Jeanne-Marie Prost, la médiatrice des loyers commerciaux, nommée par Bruno Le Maire pour trouver un terrain d’entente entre bailleurs et commerçants, vient de rendre les conclusions de sa charte. Soyons francs, avec le refus de signer de 15 associations d’enseignes, on se rapproche davantage de la guerre de tranchées que de l’armistice. Que révèle l’impossible accord entre bailleurs et enseignes sur la question des loyers ?

D’abord, l’importance de l’outil immobilier comme canal de distribution pour les commerçants. D’aucuns pourraient y voir un pied de nez à ceux qui ne jurent que par le digital et le e-commerce. D’autres que le secteur n’a pas totalement tourné la page du « monde d’avant », notamment chez beaucoup de commerçants qui n’ont pas pris suffisamment tôt le virage du digital. La crise du Covid-19 agit ici comme un douloureux révélateur.

Ensuite, de la fragilité de certaines enseignes. C’est particulièrement criant dans l’équipement de la personne où elles tombent comme à Gravelotte. Là encore, la crise sanitaire est sans pitié et tue les plus faibles.

Enfin, de l’extraordinaire hétérogénéité des situations sur le terrain, tant du côté des bailleurs que du côté des enseignes. « Dans de nombreuses villes, le propriétaire des murs est un ancien commerçant qui assure sa retraite », souligne Jeanne-Marie Prost. En quoi serait-il comptable de la situation financière de tel ou tel réseau ?

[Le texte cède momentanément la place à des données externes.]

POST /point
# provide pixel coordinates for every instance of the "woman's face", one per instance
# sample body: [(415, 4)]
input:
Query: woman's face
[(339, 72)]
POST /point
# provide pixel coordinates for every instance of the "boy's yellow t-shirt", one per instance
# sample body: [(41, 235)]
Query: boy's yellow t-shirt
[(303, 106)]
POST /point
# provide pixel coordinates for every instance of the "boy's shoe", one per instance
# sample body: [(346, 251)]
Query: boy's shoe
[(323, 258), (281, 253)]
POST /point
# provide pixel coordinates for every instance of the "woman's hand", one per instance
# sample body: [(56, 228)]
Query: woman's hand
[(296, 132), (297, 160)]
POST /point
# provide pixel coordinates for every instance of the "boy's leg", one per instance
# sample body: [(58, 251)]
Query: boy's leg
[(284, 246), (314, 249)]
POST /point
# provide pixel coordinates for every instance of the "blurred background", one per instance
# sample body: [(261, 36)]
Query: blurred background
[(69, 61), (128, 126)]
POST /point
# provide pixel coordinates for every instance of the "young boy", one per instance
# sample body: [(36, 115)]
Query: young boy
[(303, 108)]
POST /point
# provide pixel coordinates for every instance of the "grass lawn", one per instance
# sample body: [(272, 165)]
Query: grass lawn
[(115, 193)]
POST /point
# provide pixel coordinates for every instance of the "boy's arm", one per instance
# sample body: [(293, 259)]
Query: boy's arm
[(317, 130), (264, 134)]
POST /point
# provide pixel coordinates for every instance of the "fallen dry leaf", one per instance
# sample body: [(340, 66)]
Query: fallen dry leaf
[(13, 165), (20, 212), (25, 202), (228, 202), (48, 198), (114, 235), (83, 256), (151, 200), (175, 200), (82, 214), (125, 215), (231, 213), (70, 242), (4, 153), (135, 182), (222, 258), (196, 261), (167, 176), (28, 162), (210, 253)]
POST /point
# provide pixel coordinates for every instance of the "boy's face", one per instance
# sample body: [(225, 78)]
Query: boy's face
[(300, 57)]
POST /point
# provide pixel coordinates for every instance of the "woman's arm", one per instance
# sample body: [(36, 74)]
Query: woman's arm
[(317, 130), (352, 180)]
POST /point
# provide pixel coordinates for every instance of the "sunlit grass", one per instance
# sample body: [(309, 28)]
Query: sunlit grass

Comment résoudre l’impossible équation à laquelle se heurtent aujourd’hui bailleurs et commerçants ? Les premiers s’arcboutent, à juste titre, sur la pérennité de leurs cash-flows qui suppose quand même d’avoir des locataires solides. Les seconds plaident en faveur d’une flexibilité à outrance de leurs charges d’exploitation, avec l’espoir de les corréler au mieux à leur chiffre d’affaires. Dans le « monde d’avant », le taux d’effort – c’est-à-dire le rapport entre le loyer et le chiffre d’affaires – était un bon indicateur. Mais dans celui d’aujourd’hui, il atteint ses limites. De nouveaux indicateurs dépassant le seul chiffre d’affaires enregistré dans le magasin seront donc à construire. La capacité à drainer des flux et les identifier, l’exposition physique de la marque permettant de générer du chiffre d’affaires en ligne (l’effet halo), la valeur ajoutée de l’expérience client… seront autant d’indicateurs de performance à faire rentrer en ligne de compte.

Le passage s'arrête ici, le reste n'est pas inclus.